Self Expression Magazine

“It’s Hard to Dance with a Devil on Your Back, So Shake Him Off.” –Florence + The Machines

Posted on the 02 May 2012 by Laureneverafter @laureneverafter

I realized this past weekend that the cause of all my troubles is my affiliation with the devil. A lot of us walk around nursing his words that turn us to injury, and we let those injuries burrow deeper into our bodies until it affects us not just spiritually, but in a physical way. We get anxious and nervous; we withdraw from people; and we continuously do nothing about it. We tug him around like an angry pet who, no matter how many times he bites us, we refuse to dislodge from our lives. The more we affiliate ourselves with him instead of repel, ignore, turn our trust to God, the further we whittle away into a brown, crumpled leaf that cracks and breaks under the pressure of bigger shoes we incessantly crawl underneath. He feasts on our mentality, making us feel lesser, undeserved, incapable. He does all these things, you see, because we let him know how he affects us. We let him into our minds, and through that medium he works his way to our hearts where he tries his damnedest to quench the power organ of our body and soul. And when our brain and heart have lost their connection, we lose ourselves.
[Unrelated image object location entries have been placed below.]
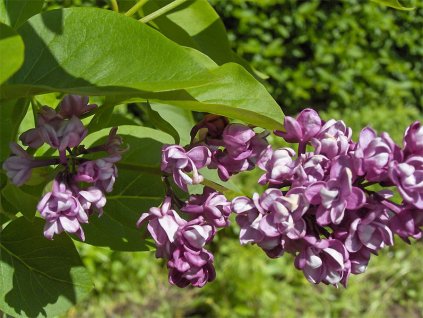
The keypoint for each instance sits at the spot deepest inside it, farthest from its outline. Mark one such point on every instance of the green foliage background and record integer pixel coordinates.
(354, 60)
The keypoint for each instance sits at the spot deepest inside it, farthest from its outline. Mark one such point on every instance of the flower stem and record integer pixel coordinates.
(135, 8)
(142, 168)
(161, 11)
(115, 6)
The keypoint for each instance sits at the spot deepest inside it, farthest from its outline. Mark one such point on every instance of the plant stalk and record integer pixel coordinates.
(161, 11)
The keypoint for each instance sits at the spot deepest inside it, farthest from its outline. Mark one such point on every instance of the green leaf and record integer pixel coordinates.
(39, 277)
(11, 52)
(16, 12)
(14, 111)
(393, 4)
(157, 120)
(132, 60)
(137, 188)
(196, 24)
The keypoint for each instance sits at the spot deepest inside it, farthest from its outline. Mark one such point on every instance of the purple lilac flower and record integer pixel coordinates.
(323, 261)
(186, 267)
(178, 162)
(413, 139)
(212, 205)
(408, 177)
(62, 211)
(74, 105)
(278, 164)
(92, 198)
(374, 154)
(370, 231)
(302, 129)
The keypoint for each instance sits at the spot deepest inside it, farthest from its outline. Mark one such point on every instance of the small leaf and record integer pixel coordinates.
(132, 61)
(24, 199)
(11, 52)
(16, 12)
(162, 124)
(393, 4)
(39, 277)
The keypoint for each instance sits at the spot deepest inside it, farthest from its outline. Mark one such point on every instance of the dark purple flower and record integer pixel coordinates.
(334, 197)
(310, 168)
(302, 129)
(186, 267)
(163, 223)
(102, 172)
(323, 261)
(210, 129)
(212, 205)
(373, 154)
(19, 166)
(74, 105)
(62, 211)
(178, 162)
(278, 165)
(413, 139)
(408, 177)
(69, 133)
(370, 231)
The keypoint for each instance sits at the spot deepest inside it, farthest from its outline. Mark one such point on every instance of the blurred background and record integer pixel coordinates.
(350, 59)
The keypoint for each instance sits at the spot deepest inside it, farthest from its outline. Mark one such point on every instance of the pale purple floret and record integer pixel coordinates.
(303, 128)
(212, 205)
(179, 162)
(62, 211)
(19, 166)
(66, 134)
(278, 164)
(370, 231)
(323, 261)
(413, 139)
(334, 197)
(408, 177)
(310, 168)
(407, 223)
(92, 199)
(373, 155)
(163, 224)
(74, 105)
(243, 148)
(333, 139)
(359, 261)
(34, 137)
(195, 234)
(186, 267)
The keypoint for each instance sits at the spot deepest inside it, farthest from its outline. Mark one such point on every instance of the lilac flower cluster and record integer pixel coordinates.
(320, 205)
(230, 148)
(329, 204)
(79, 188)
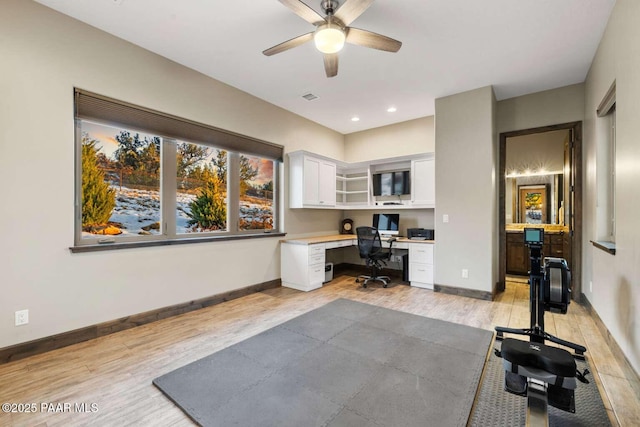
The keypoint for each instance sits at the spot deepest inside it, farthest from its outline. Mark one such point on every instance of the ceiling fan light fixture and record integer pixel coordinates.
(329, 38)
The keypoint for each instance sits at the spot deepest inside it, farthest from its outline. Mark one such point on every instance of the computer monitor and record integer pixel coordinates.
(387, 224)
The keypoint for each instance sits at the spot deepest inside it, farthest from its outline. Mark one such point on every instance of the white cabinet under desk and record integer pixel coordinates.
(302, 266)
(421, 264)
(302, 261)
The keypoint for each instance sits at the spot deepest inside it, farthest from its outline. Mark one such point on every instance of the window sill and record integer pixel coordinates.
(131, 245)
(608, 247)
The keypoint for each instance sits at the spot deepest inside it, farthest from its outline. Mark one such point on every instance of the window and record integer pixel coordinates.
(606, 167)
(167, 179)
(256, 210)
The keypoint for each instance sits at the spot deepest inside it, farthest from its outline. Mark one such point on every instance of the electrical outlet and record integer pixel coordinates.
(22, 317)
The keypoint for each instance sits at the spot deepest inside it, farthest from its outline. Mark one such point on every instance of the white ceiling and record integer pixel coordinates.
(449, 46)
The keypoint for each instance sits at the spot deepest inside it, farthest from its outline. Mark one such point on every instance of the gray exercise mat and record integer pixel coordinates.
(344, 364)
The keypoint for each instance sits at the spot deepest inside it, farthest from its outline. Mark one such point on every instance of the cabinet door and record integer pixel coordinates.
(327, 184)
(423, 188)
(311, 174)
(319, 182)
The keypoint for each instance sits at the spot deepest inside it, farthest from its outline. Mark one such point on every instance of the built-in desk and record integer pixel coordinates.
(303, 260)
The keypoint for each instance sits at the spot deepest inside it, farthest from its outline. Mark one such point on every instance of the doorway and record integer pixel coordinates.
(541, 185)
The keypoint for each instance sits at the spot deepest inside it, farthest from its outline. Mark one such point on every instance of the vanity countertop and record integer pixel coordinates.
(548, 228)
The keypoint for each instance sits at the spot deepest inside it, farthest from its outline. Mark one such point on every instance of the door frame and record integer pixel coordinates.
(575, 197)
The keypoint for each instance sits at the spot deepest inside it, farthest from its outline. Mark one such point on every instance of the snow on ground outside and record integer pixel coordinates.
(139, 208)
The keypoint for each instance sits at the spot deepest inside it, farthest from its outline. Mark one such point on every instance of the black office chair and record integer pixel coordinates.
(370, 247)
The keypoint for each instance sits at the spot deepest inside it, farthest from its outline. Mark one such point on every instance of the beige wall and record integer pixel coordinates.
(550, 107)
(406, 138)
(612, 283)
(466, 190)
(44, 56)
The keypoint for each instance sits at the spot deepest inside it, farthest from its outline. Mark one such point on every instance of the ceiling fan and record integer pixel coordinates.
(333, 31)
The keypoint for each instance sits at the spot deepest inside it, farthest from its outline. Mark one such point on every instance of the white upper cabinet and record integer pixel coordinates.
(423, 182)
(312, 181)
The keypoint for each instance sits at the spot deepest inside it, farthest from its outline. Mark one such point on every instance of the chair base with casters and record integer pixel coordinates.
(373, 277)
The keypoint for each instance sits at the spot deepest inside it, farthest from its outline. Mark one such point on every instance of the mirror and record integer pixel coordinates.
(535, 184)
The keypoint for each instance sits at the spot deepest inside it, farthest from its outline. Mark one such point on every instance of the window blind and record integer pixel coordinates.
(91, 106)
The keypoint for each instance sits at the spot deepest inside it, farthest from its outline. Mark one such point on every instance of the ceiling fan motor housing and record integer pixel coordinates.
(329, 6)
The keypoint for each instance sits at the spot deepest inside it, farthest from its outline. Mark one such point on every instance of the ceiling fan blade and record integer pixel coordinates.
(351, 9)
(375, 41)
(303, 11)
(331, 64)
(289, 44)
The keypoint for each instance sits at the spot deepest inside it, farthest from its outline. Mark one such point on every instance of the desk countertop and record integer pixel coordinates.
(339, 237)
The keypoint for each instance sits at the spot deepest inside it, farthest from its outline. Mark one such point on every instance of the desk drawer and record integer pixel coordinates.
(316, 274)
(316, 250)
(421, 253)
(422, 273)
(316, 259)
(338, 244)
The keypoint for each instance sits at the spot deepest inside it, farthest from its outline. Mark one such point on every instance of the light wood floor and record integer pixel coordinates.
(115, 372)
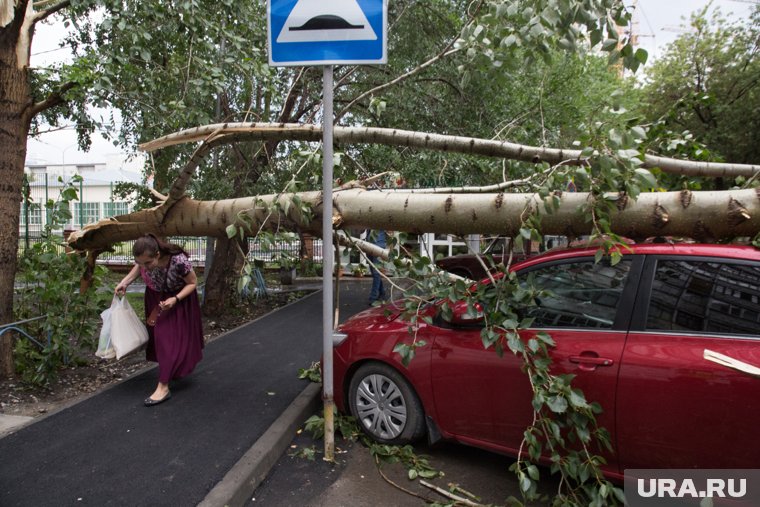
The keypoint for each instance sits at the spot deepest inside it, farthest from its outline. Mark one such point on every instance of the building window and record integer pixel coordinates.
(86, 212)
(111, 209)
(34, 212)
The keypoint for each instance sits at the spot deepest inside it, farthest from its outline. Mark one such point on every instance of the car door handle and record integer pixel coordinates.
(730, 362)
(591, 360)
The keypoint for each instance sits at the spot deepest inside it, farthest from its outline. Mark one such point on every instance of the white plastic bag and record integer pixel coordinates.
(128, 332)
(105, 349)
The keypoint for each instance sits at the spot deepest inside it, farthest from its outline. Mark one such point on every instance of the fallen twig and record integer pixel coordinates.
(450, 495)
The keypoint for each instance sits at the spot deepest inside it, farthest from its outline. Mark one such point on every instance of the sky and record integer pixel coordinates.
(658, 23)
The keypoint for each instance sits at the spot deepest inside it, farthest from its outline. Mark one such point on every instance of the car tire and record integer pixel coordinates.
(385, 405)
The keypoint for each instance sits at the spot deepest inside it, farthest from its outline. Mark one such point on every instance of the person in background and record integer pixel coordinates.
(175, 339)
(377, 292)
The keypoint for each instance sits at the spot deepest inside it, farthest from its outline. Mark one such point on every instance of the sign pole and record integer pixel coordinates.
(327, 261)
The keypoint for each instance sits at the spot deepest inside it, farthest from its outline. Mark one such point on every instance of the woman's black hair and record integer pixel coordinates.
(153, 245)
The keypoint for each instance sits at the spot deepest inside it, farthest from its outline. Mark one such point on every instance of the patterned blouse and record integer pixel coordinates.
(178, 268)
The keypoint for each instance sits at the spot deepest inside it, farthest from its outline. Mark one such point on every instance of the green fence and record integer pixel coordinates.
(196, 248)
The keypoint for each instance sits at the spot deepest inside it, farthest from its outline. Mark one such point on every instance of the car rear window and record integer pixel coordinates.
(581, 294)
(705, 296)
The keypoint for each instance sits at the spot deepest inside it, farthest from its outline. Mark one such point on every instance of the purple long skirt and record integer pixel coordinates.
(176, 341)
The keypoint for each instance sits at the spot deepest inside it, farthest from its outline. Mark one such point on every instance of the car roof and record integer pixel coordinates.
(690, 249)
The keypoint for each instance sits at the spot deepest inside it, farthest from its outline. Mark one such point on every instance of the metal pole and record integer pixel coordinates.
(327, 262)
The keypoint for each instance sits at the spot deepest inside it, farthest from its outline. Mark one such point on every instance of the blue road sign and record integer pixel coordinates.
(320, 32)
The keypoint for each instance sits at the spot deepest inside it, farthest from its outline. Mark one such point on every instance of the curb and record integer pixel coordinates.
(237, 487)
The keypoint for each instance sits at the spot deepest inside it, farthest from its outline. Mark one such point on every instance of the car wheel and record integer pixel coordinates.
(385, 405)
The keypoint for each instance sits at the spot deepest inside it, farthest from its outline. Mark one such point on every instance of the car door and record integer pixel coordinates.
(485, 399)
(687, 396)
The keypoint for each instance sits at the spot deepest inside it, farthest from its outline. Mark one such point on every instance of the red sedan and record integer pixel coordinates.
(667, 341)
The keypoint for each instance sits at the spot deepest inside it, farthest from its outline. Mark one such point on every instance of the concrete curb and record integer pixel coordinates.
(237, 487)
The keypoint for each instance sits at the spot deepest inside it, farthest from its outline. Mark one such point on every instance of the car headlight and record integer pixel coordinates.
(338, 338)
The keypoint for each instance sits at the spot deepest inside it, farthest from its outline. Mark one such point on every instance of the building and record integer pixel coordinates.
(96, 199)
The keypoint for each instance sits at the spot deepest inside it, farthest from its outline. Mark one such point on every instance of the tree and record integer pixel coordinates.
(708, 83)
(18, 109)
(119, 61)
(706, 216)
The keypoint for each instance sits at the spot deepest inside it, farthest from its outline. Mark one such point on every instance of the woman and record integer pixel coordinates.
(176, 337)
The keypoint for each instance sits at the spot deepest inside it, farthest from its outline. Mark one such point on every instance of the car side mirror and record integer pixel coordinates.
(463, 314)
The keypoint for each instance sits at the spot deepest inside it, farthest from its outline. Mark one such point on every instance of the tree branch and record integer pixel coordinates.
(55, 8)
(52, 100)
(235, 132)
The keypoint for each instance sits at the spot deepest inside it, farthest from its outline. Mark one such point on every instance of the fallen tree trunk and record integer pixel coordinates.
(704, 216)
(225, 133)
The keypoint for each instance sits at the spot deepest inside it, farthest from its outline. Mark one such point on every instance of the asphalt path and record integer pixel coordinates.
(111, 450)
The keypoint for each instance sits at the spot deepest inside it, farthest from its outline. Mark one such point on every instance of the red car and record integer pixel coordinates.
(667, 341)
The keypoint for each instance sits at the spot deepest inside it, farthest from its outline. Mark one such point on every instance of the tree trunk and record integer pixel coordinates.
(705, 216)
(15, 102)
(219, 280)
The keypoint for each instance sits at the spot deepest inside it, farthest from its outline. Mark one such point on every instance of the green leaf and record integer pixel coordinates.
(557, 404)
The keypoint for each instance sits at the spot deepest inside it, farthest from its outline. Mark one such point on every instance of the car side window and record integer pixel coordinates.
(578, 294)
(713, 297)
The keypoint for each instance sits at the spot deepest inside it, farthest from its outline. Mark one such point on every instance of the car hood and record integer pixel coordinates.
(376, 317)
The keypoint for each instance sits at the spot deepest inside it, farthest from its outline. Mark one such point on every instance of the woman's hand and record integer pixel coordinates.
(169, 303)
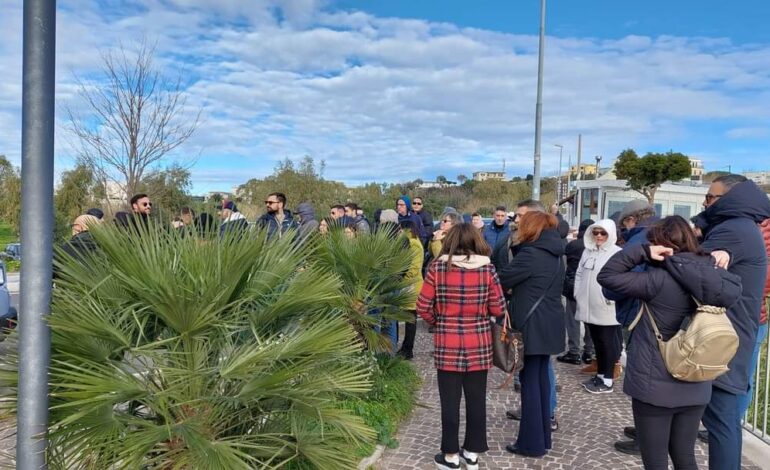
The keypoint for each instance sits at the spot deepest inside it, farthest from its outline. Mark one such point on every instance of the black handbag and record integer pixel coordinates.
(508, 342)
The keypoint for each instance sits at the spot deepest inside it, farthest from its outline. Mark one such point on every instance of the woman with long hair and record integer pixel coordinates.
(535, 276)
(677, 273)
(460, 292)
(414, 276)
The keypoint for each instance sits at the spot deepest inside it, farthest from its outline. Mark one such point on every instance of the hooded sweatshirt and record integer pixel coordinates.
(592, 306)
(730, 224)
(410, 215)
(574, 252)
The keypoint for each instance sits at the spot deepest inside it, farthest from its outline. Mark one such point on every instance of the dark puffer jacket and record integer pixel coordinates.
(667, 288)
(730, 224)
(534, 267)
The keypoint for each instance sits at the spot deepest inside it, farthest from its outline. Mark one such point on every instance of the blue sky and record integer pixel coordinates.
(396, 90)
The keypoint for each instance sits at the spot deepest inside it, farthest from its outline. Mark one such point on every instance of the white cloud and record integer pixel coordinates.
(393, 99)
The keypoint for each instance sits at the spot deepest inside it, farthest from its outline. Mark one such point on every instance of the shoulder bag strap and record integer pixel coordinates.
(537, 303)
(652, 321)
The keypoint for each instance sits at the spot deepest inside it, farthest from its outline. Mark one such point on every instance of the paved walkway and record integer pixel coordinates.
(588, 424)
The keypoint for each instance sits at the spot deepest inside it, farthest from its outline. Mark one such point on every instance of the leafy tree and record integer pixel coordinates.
(10, 194)
(646, 174)
(76, 192)
(168, 188)
(135, 117)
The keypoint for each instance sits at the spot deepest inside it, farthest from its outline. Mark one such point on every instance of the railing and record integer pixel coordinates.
(756, 418)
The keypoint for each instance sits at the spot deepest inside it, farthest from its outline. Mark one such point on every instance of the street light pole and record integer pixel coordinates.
(37, 143)
(598, 161)
(558, 190)
(539, 105)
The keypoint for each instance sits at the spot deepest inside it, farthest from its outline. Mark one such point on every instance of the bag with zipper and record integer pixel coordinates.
(702, 350)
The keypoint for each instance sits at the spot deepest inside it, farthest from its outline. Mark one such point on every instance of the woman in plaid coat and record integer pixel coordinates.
(460, 292)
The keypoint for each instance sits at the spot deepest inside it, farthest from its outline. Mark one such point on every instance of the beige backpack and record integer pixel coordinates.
(700, 352)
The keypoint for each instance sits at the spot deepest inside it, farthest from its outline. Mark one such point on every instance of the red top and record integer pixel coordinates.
(458, 303)
(765, 227)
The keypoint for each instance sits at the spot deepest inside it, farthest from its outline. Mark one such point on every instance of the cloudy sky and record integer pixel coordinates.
(393, 90)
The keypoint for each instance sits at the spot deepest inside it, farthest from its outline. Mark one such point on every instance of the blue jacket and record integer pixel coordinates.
(269, 221)
(730, 224)
(626, 307)
(667, 288)
(494, 234)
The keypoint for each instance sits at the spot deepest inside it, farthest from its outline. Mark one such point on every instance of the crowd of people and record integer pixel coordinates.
(579, 301)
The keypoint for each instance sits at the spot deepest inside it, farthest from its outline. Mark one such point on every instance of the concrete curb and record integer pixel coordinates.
(372, 459)
(756, 450)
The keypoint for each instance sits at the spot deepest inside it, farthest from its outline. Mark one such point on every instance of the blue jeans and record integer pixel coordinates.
(745, 399)
(552, 379)
(722, 419)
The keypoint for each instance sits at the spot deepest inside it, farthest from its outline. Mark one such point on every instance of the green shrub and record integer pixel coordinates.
(391, 400)
(179, 352)
(371, 269)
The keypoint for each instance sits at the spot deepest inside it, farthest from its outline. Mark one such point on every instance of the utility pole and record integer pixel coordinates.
(539, 105)
(37, 140)
(580, 150)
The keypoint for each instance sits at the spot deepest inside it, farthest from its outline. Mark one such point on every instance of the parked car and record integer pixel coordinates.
(8, 313)
(12, 251)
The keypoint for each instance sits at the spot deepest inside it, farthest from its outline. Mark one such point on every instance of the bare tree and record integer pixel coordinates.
(135, 117)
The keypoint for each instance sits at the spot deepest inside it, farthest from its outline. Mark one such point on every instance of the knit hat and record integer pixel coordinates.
(96, 212)
(389, 215)
(86, 221)
(230, 205)
(633, 207)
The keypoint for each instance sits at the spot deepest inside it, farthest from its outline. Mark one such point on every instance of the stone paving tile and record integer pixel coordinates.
(588, 425)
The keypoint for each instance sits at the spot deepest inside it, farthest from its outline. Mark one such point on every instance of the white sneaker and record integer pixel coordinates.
(470, 464)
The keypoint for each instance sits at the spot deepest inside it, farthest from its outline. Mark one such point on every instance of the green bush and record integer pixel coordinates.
(179, 352)
(370, 268)
(391, 400)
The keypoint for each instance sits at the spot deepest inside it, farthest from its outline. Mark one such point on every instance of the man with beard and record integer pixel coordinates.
(278, 220)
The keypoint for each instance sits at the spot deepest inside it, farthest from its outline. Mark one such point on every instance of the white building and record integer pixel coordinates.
(488, 175)
(599, 199)
(759, 177)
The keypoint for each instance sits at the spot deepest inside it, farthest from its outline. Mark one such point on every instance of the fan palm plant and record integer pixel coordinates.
(371, 268)
(176, 352)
Oftentimes, my brain and heart like to act independently. The communication between them is filled with sharp, brusque static. My thoughts don’t often make sense rationally, and my mind barely knows how to exist in tandem with my heart, and my heart – struck with fear – doesn’t know what to do with itself without its counterpart. So I walk around, uncertain, fearful, comfortable in my routine. I don’t know what it means to be strong, independent, fierce. I know what it means to harbor, hover, suffocate. I know what it means to feel trapped by thoughts. They flow to the cavity, but find blockage and start to pile up against each other where thoughts get jumbled and illogical and confused. When something gets scary, I want to clam up and break down. I don’t know what it means to break out and be fearless.

But I want to know. I want to be. There’s nothing more frightening than thinking I’ll be this way forever. I want to be Hermoine and Jane and Scout and Alice. I want to know who I am when I look in the mirror. I want to know who I am when there’s no reflection on which to rely.